(Not sure what I’m on about? Check out part 1 and part 2.)

I haven’t watched Star Trek in nearly six months.

I do admit, though, that I have in the past owned a phaser, a tricorder and a comm badge, that I sewed myself a TNG uniform Halloween costume one year, and would strongly consider buying this life-size Gorn if I found it at a garage sale. My mother assures me, however, that I’m cool. (photo: Kevin T, CC BY 2.0)

That may not seem like much, but it’s probably the longest stretch in my life since the age of six, when Star Trek: The Next Generation premiered in 1987. (That wasn’t 35 years ago. No, you’re old.) I’m not the dress-up-as-a-Klingon kind of fan, but I’ve caught every episode since then—and in the Netflix era it’s been one of my go-to shows to have on in the background when I’m doing housework. My wife and I watched every new episode together, starting with the last few episodes of Enterprise in 2005, and then moving on to Discovery and Picard as they aired in the last few years, with binges of every older series in between.

Both of those series have now started airing new episodes for the first time since she died. And although I really want to see them, I also really, really don’t want to watch them. It’s “our show”, which we’d never watch by ourselves; we’d always record the episodes and wait for the other person to be free. It might seem silly, but it’s not a trivial thing—I just can’t watch them by myself.

Which brings me to Worden’s third task of grief: adjusting to a reality without your loved one. It’s a subtle distinction from “accepting the reality of the loss” (task the first), but experiences like my Star Trek conundrum really highlight the difference. I’m under no illusions that my late wife will be showing up to binge watch the latest season with me, but still, there’s an internal conflict there. I have to either give up Star Trek (not going to happen) or get used to a new way of watching it (grumble).

Rated “M” for mild cartoon violence, comic egg throwing, and the language your dad mutters under his breath when he dies to a cartoon dragon thing for like the MILLIONTH TIME (image: Yoshi’s Crafted World21, CC BY-SA 4.0)

I’ve been thinking about Worden’s tasks of grief in the context of my kid’s grief, looking at them as “grief chores” for both of us to work on together. His “Star Trek” is a Nintendo Switch game, “Yoshi’s Crafted World”, which he and his mom used to play together all the time while she was on palliative care. At first I thought (with, I admit, mild irritation) that he was doing way better on this grief chore than me: he still loves to play the game, now with me picking up the second controller. He’s having a great time replaying the levels that weren’t his mom’s favourites, and tackling some of the bosses that she didn’t enjoy, as they didn’t play those levels as often.

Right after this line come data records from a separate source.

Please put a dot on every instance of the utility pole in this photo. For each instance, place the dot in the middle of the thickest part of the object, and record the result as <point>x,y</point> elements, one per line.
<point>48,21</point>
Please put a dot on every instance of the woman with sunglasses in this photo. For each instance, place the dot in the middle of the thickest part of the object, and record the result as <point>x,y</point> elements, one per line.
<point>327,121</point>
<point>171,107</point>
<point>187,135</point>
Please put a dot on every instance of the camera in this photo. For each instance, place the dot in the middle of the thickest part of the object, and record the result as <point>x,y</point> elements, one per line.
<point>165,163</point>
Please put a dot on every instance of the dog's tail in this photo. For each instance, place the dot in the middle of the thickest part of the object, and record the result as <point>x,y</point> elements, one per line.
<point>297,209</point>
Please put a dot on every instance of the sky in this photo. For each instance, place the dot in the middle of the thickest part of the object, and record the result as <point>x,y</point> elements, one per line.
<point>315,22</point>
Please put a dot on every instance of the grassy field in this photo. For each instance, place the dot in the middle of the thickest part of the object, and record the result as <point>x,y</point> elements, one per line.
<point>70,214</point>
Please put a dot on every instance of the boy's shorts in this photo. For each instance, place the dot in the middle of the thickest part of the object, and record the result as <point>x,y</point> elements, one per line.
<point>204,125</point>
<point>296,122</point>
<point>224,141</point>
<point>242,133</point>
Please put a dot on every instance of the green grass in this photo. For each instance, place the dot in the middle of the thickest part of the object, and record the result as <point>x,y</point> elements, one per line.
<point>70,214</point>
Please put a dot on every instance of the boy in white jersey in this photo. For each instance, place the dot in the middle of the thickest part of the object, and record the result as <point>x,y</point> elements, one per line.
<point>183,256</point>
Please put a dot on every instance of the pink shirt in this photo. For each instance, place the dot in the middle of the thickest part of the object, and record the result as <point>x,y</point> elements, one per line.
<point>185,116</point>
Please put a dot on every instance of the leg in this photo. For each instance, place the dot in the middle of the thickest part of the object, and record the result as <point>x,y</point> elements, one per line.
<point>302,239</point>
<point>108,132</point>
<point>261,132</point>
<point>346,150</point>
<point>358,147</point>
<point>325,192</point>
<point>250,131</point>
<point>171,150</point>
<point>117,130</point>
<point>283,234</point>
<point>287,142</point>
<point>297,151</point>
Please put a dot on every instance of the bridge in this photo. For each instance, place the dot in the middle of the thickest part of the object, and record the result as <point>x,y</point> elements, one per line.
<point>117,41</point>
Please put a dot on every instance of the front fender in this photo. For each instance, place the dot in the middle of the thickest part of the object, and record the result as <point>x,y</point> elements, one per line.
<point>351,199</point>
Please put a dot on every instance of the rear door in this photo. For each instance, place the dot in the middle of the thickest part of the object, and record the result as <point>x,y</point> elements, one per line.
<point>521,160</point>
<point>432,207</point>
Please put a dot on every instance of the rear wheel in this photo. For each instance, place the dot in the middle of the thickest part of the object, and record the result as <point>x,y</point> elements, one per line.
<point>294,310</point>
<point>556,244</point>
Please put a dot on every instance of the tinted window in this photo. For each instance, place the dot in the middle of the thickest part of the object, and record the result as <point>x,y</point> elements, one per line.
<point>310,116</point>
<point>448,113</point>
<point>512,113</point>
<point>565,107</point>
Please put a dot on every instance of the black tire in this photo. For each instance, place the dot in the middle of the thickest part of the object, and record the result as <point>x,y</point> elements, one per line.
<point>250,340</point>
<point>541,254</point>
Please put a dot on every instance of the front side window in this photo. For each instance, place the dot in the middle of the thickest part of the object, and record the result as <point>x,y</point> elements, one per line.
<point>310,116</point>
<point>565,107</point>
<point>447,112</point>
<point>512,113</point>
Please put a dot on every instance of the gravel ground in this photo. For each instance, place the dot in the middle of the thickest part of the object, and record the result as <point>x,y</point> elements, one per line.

Ay, but there’s the rub: it dawned on me that he hasn’t played any of her favourite levels since she died. They could spend a solid hour running around that one level with the train, or the one where you ride on the back of a giant puppy. He would collect the same flowers over and over while the two of them cackled with glee as they tossed eggs at each other. (Virtual eggs, of course. We don’t get that competitive with our gaming.) However, the train and puppy haven’t made an appearance in six months.

So there’s one of his grief chores hiding in plain sight. It serves as a good reminder to me that I can’t take his grief at face value: it’s complicated and it’s mixed right in with all of his healing. Eventually, he’ll fire up the train level again, and a little more progress will have been made on grief chore #3. And eventually, I’ll check out the last season of Discovery. Maybe I’ll start with 1987’s “Encounter at Farpoint” and work my way back through all the various series again – that’ll only give me 656 episodes to get used to this, but it’s worth a shot.

“Okay, you four look off in the middle distance, but all choose random directions. The rest of you, straight at the camera. Data, I need more sass. Work it, android! Wait, where’s Worf? Screw it, we’re already on OT. Say cheese.”